14 mai Jeanne d'Arc, contemporaine, est une femme qui fait autre chose que ce que l'on permet aux femmes. Elle est kurde. Elle est palestinienne. Elle est syrienne. Elle est irakienne. Elle est française aussi. Elle est dans l'Histoire et dans notre histoire. Rien n'oblige à ce qu'elle soit vierge. Il y a d'ailleurs beaucoup de femmes dans l'histoire qui ont fait pour la première fois ce qu'on ne leur permettait pas et on ne les a pas condamnées à la virginité éternelle. On a fait de Jeanne d'Arc une Sainte, et pour que ce soit plus plausible, on l'a laissée pucelle. C'est quand même curieux, cette crainte terrible de la sexualité des femmes qui fait que la sainteté ne s'entendrait qu'avec la virginité. Car, on connaît de nombreux saints à qui l'histoire n'a pas imposé cela. Avant de devenir Saint, et même Père de l'Église, Augustin connut ce que l'on nomme la débauche, et il connut tant de débauches qu'il inventa le péché originel.

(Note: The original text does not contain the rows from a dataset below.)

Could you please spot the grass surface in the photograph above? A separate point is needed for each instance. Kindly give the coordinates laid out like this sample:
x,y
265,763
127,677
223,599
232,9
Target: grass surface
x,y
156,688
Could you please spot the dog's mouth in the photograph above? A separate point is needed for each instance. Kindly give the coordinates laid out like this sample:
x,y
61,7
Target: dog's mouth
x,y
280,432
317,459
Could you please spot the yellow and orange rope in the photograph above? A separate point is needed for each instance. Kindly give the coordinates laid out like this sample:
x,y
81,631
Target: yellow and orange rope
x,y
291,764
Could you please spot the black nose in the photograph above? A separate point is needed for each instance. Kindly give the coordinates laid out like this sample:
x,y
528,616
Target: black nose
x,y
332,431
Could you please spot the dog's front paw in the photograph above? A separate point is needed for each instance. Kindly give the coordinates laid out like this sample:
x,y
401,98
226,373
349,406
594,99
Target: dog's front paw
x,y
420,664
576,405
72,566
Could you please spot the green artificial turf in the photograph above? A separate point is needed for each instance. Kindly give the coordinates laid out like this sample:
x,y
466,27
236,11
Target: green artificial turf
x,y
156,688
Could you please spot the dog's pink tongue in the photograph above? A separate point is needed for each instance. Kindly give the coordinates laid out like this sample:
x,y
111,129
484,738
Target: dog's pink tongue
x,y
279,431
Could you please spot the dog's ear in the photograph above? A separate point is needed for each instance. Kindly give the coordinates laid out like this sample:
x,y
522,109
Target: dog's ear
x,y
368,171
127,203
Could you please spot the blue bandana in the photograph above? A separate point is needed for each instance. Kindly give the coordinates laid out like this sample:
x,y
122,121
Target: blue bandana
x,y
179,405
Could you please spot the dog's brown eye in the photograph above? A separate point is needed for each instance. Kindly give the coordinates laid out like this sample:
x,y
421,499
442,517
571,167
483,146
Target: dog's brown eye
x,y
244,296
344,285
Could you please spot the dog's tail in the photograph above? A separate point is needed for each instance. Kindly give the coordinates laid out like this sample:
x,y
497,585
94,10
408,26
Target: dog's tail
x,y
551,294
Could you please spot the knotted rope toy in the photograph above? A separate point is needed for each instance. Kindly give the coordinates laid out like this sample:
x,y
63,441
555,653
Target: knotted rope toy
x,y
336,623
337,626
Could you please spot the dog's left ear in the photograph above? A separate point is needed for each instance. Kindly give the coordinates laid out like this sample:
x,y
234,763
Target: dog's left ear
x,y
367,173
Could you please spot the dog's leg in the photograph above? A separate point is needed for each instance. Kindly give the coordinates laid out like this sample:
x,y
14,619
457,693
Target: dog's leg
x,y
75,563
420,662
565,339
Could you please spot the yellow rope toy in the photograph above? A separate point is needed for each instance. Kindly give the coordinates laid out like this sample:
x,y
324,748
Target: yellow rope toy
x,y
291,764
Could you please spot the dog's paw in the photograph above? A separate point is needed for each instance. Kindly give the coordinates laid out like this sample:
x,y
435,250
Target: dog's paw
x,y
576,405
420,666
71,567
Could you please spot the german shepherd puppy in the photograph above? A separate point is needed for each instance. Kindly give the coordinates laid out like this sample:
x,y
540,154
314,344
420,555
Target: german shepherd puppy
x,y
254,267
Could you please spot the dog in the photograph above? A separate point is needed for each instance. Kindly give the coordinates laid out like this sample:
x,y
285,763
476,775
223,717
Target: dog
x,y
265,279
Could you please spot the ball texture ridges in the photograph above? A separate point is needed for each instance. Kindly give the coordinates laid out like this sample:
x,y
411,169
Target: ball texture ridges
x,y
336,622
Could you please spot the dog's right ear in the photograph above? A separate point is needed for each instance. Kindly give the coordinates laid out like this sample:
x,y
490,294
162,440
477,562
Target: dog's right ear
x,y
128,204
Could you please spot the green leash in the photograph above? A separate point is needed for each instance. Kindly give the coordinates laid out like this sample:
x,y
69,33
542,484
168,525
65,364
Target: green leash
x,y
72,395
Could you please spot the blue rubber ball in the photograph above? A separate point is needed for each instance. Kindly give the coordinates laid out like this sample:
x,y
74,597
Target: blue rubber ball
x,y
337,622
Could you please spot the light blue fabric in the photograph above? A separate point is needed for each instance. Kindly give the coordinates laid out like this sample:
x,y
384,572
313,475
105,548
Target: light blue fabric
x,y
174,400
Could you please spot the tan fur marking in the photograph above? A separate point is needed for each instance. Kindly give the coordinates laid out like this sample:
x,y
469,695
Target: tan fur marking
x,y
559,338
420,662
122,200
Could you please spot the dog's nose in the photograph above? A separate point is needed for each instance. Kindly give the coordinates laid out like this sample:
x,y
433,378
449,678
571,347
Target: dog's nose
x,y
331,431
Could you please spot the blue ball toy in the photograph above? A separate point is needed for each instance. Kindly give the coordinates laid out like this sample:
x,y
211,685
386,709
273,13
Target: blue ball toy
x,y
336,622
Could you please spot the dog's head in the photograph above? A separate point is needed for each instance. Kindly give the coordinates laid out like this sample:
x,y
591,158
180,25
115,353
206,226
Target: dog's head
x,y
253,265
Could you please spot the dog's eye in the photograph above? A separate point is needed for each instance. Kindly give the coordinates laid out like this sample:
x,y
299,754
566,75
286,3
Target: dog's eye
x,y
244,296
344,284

Il n'en demeure pas moins qu'il n'était pas vierge et que l'Église en a fait un Saint. Heureusement, il y a Marie-Madeleine, qui est Sainte parmi les Saintes, et personne n'a jamais prétendu qu'elle était demeurée vierge. Marie de Magdala, somptueuse pécheresse, est le premier témoin de la résurrection du Christ, et personne n'a demandé qu'on lui reconstruise auparavant sa virginité. En conséquence, nous nous passerons bien de la virginité de Jeanne, estimant que cela ne nous regarde pas. En fait, la virginité, c'est comme la circoncision. Il y a ceux qui considèrent l'une et l'autre sur le plan de la chair, et sur le plan de la chair, ce n'est pas grand chose, un hymen et un prépuce, c'est à peine quelques grammes et c'est vite oublié. Il y a ceux qui considèrent la virginité sur le plan de l'amour et cette virginité-là ne pèse pas quelques grammes de chair. L'armure d'amour de Jeanne n'était pas une ceinture de chasteté.

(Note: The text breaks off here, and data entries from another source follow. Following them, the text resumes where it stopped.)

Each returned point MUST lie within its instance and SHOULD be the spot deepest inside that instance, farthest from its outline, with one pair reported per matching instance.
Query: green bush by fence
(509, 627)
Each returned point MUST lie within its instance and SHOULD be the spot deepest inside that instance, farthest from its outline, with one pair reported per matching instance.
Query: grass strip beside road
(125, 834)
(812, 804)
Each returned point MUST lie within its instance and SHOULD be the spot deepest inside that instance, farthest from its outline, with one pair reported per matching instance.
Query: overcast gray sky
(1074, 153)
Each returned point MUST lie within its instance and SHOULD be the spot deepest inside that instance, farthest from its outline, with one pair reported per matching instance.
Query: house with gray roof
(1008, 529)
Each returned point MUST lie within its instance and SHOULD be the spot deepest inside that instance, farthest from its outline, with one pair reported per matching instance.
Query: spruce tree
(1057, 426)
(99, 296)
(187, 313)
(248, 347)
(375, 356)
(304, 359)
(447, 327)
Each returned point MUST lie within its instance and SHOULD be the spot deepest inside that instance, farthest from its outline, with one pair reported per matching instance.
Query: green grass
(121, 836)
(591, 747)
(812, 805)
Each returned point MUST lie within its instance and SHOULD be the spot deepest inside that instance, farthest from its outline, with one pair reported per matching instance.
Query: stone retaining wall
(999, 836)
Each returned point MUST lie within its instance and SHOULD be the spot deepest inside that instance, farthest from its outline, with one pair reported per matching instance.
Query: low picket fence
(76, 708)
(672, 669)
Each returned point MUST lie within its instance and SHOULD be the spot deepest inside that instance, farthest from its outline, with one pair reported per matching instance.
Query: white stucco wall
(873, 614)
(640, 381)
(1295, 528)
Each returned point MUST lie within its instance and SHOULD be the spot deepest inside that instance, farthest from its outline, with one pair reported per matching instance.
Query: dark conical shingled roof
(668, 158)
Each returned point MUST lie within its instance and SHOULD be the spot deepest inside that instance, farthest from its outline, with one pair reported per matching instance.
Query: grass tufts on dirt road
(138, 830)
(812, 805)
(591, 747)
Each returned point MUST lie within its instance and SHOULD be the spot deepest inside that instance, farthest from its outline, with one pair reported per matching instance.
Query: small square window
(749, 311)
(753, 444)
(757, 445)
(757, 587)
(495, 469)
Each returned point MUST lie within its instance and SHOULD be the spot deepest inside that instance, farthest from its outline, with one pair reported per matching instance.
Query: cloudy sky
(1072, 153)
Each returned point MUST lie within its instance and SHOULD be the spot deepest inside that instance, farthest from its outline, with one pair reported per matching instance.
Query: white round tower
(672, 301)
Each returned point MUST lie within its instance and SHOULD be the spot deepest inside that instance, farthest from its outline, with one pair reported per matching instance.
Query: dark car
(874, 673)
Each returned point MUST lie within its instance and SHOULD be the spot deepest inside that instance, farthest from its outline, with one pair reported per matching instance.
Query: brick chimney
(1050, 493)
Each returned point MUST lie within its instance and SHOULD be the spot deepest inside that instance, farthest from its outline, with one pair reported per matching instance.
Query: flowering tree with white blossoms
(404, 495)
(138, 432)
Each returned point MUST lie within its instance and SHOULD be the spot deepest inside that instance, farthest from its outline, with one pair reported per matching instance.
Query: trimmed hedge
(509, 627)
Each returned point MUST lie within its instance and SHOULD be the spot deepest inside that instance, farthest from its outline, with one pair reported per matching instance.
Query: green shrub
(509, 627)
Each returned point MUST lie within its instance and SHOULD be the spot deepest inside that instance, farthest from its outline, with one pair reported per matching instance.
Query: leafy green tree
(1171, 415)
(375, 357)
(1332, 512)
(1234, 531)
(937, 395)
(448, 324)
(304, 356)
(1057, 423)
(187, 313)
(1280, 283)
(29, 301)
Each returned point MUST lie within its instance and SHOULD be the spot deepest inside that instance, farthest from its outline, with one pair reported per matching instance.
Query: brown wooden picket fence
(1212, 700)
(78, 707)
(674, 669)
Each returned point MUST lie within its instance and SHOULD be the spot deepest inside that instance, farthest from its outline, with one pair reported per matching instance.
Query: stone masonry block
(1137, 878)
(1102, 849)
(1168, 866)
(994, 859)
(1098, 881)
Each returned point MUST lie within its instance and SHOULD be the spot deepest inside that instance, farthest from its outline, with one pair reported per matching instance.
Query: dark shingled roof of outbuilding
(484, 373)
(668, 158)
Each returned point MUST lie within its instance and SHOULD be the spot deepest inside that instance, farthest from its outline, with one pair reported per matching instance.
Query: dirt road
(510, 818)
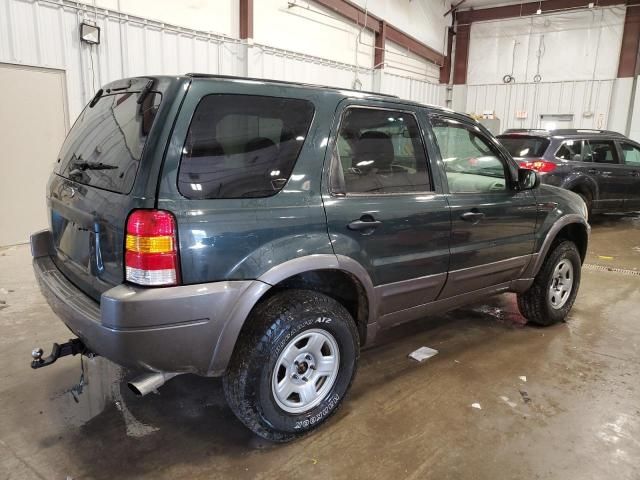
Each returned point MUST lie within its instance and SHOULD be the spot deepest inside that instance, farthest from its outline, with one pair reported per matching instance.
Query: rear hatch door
(104, 170)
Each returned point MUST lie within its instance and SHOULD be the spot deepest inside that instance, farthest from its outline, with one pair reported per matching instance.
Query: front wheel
(554, 289)
(293, 364)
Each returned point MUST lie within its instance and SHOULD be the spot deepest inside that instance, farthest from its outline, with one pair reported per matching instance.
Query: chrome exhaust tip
(149, 382)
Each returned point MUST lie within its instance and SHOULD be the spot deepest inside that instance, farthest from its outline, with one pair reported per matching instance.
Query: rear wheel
(554, 289)
(293, 364)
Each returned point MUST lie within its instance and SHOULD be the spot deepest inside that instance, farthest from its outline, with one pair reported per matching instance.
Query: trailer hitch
(72, 347)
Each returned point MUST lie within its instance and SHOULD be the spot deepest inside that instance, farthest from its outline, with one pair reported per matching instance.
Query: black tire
(269, 330)
(534, 304)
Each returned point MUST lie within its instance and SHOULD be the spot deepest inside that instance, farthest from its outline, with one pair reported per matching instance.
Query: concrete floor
(577, 415)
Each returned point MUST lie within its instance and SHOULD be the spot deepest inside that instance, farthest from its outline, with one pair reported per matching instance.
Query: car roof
(345, 92)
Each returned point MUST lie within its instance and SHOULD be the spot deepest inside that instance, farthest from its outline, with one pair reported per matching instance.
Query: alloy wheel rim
(305, 371)
(561, 284)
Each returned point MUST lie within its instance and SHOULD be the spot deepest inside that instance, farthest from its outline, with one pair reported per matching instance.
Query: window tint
(104, 147)
(600, 151)
(570, 150)
(379, 151)
(631, 154)
(471, 163)
(242, 146)
(525, 147)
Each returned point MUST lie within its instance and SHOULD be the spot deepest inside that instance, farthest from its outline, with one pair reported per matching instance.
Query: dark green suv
(265, 232)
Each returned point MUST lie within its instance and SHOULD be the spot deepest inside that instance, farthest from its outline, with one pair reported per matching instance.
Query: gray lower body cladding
(174, 329)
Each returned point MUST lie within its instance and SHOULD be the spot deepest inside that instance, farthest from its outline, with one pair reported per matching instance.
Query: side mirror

15 mai La Jeanne d'Arc contemporaine serait une femme qui se lèverait pour combattre le joug insupportable qui pèse sur la nation. Il est probable dans ce cas qu'elle serait anticapitaliste. Elle recevrait l'injonction de combattre les forces économiques et politiques iniques qui affament les peuples, qui vident les campagnes, qui empoisonnent les airs et les eaux, ces jougs qui valent bien le joug anglais du Moyen-Âge. Ainsi, Jeanne d'Arc serait anticapitaliste et écologiste.  Et ce n'est pas tout. Elle se lèverait aussi pour libérer les femmes des forces patriarcales qui les oppressent et qui n'ont jamais cessé vraiment de les oppresser. Elle serait donc aussi féministe.

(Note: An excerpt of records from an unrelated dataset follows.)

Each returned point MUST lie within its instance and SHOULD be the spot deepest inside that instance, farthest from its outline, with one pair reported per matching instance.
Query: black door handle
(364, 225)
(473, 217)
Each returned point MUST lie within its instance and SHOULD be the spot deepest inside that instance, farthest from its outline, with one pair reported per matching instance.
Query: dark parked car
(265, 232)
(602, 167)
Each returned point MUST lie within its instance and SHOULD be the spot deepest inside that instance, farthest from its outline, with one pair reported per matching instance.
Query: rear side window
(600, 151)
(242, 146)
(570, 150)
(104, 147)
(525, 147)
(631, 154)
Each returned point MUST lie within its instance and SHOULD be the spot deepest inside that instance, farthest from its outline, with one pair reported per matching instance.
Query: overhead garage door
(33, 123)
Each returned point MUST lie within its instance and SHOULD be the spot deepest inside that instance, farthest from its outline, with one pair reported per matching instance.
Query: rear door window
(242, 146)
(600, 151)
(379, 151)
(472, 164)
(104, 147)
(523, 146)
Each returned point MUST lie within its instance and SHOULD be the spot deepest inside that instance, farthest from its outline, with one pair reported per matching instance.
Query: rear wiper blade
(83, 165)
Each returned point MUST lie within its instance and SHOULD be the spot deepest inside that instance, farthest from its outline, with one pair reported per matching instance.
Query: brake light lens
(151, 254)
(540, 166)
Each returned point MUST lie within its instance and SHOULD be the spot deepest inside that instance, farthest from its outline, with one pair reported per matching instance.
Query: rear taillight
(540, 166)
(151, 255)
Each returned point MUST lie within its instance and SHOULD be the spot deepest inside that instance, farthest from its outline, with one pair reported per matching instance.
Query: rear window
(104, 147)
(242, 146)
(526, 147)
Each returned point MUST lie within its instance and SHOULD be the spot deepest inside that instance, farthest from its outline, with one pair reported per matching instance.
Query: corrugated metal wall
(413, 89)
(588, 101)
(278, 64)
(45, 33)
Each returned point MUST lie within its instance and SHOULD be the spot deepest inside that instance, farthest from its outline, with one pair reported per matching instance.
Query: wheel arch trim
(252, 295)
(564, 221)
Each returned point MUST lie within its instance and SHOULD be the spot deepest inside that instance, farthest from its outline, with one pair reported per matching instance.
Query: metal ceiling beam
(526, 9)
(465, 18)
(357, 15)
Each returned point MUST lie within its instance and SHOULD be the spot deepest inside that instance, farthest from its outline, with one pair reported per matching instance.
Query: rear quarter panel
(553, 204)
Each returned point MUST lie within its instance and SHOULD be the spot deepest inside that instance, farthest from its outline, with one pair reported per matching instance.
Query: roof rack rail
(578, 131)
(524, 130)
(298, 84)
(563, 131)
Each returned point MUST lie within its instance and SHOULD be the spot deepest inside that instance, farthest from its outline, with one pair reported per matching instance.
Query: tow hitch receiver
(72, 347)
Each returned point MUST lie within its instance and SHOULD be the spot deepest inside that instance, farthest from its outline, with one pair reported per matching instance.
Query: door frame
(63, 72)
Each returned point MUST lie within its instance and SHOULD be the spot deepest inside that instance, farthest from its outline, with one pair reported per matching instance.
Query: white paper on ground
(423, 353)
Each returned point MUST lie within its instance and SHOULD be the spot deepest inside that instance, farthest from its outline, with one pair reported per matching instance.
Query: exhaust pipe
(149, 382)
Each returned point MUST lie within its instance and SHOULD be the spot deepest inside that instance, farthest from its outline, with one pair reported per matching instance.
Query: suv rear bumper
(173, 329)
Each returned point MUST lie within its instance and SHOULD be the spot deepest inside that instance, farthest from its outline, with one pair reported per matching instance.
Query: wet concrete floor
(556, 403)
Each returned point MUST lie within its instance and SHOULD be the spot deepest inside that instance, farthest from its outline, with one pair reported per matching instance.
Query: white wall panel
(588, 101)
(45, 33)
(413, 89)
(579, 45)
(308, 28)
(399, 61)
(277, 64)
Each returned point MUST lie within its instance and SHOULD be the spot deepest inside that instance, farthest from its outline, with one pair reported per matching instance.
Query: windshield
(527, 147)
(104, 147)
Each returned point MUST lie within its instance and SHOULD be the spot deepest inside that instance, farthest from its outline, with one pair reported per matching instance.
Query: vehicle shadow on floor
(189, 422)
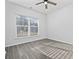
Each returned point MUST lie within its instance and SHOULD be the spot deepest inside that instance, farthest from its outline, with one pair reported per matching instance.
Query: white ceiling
(41, 7)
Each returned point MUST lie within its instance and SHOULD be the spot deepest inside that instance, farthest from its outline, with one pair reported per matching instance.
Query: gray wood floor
(41, 49)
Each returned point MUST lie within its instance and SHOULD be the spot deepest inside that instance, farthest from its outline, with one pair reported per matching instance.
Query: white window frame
(29, 30)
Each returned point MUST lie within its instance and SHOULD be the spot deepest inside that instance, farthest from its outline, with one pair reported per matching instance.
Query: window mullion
(28, 27)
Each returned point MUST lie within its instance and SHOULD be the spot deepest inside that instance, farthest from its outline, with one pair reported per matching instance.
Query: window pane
(21, 20)
(33, 22)
(19, 31)
(22, 31)
(25, 32)
(33, 30)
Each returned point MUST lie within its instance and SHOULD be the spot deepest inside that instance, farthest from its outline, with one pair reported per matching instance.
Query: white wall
(11, 11)
(60, 25)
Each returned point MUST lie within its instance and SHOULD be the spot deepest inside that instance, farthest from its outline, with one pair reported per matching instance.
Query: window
(26, 26)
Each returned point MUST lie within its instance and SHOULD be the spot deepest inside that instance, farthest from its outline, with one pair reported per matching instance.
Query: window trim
(29, 32)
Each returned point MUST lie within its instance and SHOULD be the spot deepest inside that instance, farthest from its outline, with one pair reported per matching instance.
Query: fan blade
(52, 3)
(39, 3)
(46, 7)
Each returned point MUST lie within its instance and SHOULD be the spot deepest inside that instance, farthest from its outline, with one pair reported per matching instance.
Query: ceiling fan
(46, 2)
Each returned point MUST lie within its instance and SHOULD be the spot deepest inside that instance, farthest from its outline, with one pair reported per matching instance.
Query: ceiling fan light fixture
(45, 2)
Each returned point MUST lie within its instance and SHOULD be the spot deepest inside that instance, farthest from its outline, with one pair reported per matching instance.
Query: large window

Peu à peu, on cerne donc mieux les contours d'un mythe johannique revisité, et, comme le souhaitait Monsieur Macron, « réapproprié » : celui d'une héroïne transgenre anticapitaliste, écologiste et féministe. Il n'est pas certain que c'était vraiment ce qu'il avait en tête en allant participer aux fêtes johanniques avec le maire d'Orléans. Mais il est vrai que faire des choses convenues ne conduit qu'à des déconvenues.
C'est exactement pour cela que ni Péguy ni Pasolini ne sont réactionnaires ; Pasolini, parce qu'il ne mythifie pas l'Italie ancestrale et patriarcale, mais qu'il dénonce ce qui, se grimant sous des airs de liberté, se révèle en réalité une nouvelle aliénation ; Péguy, parce qu'il aurait dénoncé l'usage politique du mythe johannique en opposition à un usage mystique, qui serait le véritable et bon usage véritablement politique de ce même mythe. L'un et l'autre ne plaident pas pour des sociétés figées, tournées vers le passé. Péguy n'est pas Maurras et Pasolini n'est pas fasciste, ni communiste, ni chrétien. Mais, et Péguy et Pasolini, en tant qu'artistes, portent un regard mystique sur leur temps, qui est en fait le seul regard humaniste possible.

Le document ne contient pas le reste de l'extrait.